Die Branche bezeichnet diesen Wendepunkt als „Q-Day“ – den Moment, in dem Quantencomputer leistungsfähig genug werden, um die kryptografischen Standards zu knacken, die die Internetkommunikation, Finanztransaktionen und Unternehmensdaten sichern. Die aktuellen Schätzungen variieren, doch die Entwicklung beschleunigt sich. Laut einer McKinsey-Umfrage erwarten 72 % der Experten bis 2035 einen kryptografisch relevanten Quantencomputer (d. h. einen Quantencomputer, der in der Lage ist, moderne Kryptografie zu knacken), während andere bereits Zeiträume zwischen 2029 und 2030 ins Auge fassen. Unternehmen, die zu lange warten, werden nicht genügend Zeit haben, um ihre Sicherheit zu gewährleisten, während sie alle Planungsschritte durchlaufen. Der Wandel muss jetzt beginnen.

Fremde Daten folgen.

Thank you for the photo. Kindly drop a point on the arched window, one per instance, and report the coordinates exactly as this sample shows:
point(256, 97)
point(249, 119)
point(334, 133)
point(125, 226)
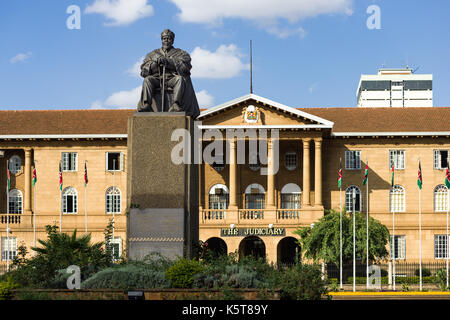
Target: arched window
point(70, 200)
point(15, 164)
point(113, 197)
point(440, 198)
point(349, 199)
point(15, 201)
point(397, 199)
point(255, 197)
point(219, 197)
point(290, 196)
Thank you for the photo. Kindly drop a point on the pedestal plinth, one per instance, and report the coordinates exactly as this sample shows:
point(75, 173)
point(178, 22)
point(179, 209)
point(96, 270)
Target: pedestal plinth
point(162, 194)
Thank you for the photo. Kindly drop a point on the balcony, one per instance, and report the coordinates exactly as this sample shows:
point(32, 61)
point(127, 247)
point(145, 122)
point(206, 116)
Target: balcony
point(12, 218)
point(251, 216)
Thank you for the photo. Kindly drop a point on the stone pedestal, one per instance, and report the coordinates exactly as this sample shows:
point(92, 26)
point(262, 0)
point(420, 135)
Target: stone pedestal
point(162, 195)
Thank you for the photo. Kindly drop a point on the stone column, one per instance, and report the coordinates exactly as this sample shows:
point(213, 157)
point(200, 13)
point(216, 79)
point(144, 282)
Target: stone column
point(28, 192)
point(270, 176)
point(233, 175)
point(306, 175)
point(318, 172)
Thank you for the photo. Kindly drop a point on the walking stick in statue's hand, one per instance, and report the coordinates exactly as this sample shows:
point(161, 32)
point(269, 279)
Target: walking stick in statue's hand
point(163, 92)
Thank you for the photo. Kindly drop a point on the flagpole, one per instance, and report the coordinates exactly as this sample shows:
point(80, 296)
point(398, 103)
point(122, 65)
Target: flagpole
point(354, 242)
point(85, 199)
point(367, 226)
point(60, 197)
point(7, 217)
point(420, 229)
point(340, 223)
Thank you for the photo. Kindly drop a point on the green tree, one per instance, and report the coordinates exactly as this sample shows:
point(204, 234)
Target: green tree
point(322, 242)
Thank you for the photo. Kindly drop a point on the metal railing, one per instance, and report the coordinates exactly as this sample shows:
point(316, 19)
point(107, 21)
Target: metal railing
point(214, 214)
point(12, 217)
point(288, 214)
point(251, 214)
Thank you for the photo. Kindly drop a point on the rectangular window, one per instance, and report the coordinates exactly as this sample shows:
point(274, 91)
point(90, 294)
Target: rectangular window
point(116, 244)
point(397, 158)
point(399, 247)
point(440, 246)
point(440, 159)
point(69, 161)
point(114, 161)
point(9, 247)
point(353, 160)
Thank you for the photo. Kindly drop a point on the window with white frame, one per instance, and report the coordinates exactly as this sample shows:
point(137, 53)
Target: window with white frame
point(70, 200)
point(15, 201)
point(290, 161)
point(440, 198)
point(114, 161)
point(397, 199)
point(15, 164)
point(353, 160)
point(440, 159)
point(69, 161)
point(253, 162)
point(398, 247)
point(440, 246)
point(349, 199)
point(219, 197)
point(113, 200)
point(255, 197)
point(397, 158)
point(291, 196)
point(116, 247)
point(9, 248)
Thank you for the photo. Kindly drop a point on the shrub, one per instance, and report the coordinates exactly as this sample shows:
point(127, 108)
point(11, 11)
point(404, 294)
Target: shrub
point(6, 288)
point(181, 274)
point(425, 272)
point(303, 282)
point(127, 277)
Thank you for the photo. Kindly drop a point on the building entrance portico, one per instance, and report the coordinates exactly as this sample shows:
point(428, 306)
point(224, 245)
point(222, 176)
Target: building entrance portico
point(274, 186)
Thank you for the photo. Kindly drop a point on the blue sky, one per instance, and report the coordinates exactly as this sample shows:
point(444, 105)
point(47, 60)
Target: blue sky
point(306, 53)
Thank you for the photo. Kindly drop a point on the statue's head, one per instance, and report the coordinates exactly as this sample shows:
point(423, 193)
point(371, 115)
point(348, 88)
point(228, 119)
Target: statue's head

Die Zeit für die Vorbereitung wird immer knapper. Und die Folgen von Untätigkeit reichen weit über den IT-Bereich hinaus.

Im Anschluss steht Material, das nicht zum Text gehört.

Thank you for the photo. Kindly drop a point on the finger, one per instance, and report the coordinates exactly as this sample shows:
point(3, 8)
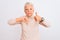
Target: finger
point(36, 13)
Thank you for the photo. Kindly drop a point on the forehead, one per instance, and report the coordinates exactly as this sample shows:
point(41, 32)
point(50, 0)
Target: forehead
point(28, 6)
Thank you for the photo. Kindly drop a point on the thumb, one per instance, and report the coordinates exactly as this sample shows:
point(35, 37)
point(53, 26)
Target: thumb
point(36, 13)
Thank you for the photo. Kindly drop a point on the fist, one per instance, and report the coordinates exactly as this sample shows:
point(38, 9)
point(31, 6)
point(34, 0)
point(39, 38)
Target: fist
point(37, 17)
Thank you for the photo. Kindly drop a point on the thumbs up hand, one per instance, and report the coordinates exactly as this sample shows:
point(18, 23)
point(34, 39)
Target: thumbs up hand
point(37, 17)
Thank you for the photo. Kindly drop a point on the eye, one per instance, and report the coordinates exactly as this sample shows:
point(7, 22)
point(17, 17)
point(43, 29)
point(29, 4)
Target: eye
point(26, 9)
point(30, 8)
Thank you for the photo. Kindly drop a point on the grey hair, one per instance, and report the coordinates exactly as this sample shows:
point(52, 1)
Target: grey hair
point(28, 3)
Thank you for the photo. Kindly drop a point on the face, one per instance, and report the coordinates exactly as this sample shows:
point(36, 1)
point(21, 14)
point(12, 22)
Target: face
point(29, 10)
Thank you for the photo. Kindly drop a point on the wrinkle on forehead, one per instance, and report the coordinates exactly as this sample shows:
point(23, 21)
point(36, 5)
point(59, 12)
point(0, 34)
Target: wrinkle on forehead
point(28, 3)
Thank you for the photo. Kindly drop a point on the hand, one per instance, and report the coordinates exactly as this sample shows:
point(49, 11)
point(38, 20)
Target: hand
point(25, 19)
point(37, 17)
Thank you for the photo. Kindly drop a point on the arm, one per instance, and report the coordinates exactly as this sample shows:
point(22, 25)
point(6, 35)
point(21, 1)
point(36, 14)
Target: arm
point(44, 22)
point(14, 21)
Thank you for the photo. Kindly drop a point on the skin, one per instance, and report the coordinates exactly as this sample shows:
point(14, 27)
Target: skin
point(29, 10)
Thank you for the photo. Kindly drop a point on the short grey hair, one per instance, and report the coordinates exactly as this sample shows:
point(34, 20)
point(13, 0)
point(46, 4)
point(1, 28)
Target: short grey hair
point(28, 3)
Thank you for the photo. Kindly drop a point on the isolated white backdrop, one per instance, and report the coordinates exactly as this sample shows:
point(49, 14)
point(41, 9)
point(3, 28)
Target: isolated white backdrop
point(11, 9)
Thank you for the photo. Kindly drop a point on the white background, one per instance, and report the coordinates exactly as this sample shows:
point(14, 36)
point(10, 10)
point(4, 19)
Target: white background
point(11, 9)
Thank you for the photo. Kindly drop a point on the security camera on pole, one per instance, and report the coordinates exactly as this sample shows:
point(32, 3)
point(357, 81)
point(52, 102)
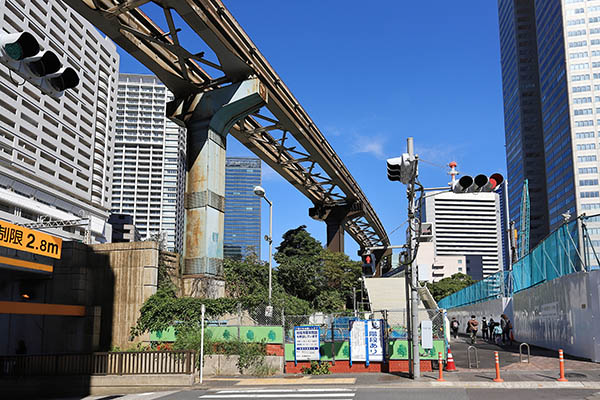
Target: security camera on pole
point(404, 169)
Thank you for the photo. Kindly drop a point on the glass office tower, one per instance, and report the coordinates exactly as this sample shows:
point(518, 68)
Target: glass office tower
point(550, 52)
point(524, 135)
point(242, 207)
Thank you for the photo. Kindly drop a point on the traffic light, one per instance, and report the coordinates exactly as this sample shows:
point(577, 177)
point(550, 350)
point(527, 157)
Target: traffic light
point(368, 264)
point(22, 53)
point(481, 183)
point(401, 169)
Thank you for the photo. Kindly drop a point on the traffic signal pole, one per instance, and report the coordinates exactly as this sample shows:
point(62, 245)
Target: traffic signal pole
point(412, 268)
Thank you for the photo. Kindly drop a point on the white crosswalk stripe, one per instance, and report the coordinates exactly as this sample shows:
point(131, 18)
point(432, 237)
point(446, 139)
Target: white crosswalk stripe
point(312, 394)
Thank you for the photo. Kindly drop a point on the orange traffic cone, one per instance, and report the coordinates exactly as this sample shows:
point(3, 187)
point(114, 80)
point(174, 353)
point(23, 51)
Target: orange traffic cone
point(450, 366)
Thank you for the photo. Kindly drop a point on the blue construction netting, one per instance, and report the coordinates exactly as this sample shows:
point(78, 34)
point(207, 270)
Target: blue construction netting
point(555, 256)
point(487, 288)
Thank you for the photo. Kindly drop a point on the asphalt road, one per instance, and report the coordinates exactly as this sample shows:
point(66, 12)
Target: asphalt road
point(352, 393)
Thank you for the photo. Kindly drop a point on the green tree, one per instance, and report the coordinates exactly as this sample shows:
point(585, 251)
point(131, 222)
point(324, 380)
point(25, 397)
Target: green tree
point(299, 258)
point(245, 277)
point(447, 286)
point(298, 243)
point(309, 272)
point(340, 274)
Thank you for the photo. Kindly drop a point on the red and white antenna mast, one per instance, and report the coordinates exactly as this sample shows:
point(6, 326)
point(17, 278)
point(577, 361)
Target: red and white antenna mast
point(453, 172)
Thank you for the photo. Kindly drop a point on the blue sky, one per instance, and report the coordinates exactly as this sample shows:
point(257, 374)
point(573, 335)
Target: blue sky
point(372, 75)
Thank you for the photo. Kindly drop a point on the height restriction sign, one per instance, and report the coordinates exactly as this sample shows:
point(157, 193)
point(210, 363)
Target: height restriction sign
point(25, 239)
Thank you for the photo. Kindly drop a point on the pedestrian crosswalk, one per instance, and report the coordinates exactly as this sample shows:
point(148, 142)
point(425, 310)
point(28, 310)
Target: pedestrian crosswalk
point(296, 394)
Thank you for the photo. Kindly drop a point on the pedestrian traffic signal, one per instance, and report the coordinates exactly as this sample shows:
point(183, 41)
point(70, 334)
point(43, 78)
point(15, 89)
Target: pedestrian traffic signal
point(401, 169)
point(368, 264)
point(22, 53)
point(481, 183)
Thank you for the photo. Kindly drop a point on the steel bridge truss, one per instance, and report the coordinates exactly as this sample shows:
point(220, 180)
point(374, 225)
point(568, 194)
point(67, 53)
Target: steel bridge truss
point(282, 134)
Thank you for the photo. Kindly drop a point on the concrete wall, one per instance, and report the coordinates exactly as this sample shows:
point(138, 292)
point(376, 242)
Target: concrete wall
point(135, 269)
point(562, 313)
point(489, 309)
point(111, 280)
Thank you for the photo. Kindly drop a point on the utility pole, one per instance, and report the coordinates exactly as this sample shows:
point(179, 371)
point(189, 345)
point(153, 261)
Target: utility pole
point(414, 294)
point(404, 170)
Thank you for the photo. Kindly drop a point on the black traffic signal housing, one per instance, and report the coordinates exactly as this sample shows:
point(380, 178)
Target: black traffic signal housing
point(22, 53)
point(481, 183)
point(368, 266)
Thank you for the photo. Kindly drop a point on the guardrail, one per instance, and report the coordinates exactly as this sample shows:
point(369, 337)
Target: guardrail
point(108, 363)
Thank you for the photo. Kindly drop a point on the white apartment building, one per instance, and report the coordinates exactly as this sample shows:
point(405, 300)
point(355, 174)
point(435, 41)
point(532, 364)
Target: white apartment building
point(56, 156)
point(466, 224)
point(149, 180)
point(437, 268)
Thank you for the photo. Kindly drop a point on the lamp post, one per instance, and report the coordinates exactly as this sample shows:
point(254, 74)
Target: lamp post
point(260, 192)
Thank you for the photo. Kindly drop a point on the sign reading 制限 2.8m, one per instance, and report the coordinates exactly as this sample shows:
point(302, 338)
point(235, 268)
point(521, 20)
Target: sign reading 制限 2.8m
point(25, 239)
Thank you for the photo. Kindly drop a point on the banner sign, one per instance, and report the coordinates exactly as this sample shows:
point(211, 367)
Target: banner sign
point(25, 239)
point(307, 342)
point(426, 334)
point(366, 340)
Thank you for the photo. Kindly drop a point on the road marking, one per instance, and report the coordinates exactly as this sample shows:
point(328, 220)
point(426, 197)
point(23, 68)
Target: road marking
point(283, 390)
point(299, 381)
point(277, 396)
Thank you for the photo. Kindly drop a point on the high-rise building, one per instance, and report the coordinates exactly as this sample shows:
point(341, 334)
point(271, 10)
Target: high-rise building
point(149, 179)
point(523, 120)
point(467, 224)
point(242, 207)
point(56, 156)
point(504, 223)
point(550, 51)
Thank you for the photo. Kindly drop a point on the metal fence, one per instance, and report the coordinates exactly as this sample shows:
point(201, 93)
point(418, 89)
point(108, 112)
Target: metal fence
point(557, 255)
point(113, 363)
point(335, 327)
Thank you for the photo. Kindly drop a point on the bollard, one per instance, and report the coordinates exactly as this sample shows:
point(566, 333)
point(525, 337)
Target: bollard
point(497, 379)
point(441, 367)
point(561, 363)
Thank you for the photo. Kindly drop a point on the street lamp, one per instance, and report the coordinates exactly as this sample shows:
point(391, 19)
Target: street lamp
point(260, 192)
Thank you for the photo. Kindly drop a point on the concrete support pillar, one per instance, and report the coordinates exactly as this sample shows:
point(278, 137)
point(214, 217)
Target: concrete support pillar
point(334, 217)
point(208, 117)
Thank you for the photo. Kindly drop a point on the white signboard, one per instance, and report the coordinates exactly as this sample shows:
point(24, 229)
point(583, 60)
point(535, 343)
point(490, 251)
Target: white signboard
point(426, 334)
point(358, 348)
point(366, 340)
point(306, 343)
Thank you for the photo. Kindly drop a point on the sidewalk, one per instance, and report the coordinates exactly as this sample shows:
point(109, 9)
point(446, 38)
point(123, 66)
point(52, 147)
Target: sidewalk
point(541, 359)
point(582, 379)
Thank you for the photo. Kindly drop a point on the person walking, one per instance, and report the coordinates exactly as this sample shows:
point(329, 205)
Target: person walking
point(484, 329)
point(491, 328)
point(454, 324)
point(506, 330)
point(497, 333)
point(473, 326)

Was Quantencomputer für die heutige Kryptografie bedeuten

Die Kommunikationsprotokolle, die nahezu alle Online-Aktivitäten Ihres Unternehmens schützen, stützen sich auf mindestens einen anfälligen kryptografischen Algorithmus. Dabei handelt es sich um bekannte klassische Verfahren wie RSA, ECDH, ECDSA usw., deren Sicherheit entweder auf der Schwierigkeit der Faktorisierung großer Zahlen oder auf der Lösung eines Problems beruht, das als diskreter Logarithmus bezeichnet wird. Diese Algorithmen bilden die Grundlage für TLS , VPNs, Zahlungsabwicklung, digitale Signaturen und sichere E-Mails. Ihre Sicherheit beruht auf mathematischen Problemen, die klassische Computer nicht innerhalb eines angemessenen Zeitraums lösen können.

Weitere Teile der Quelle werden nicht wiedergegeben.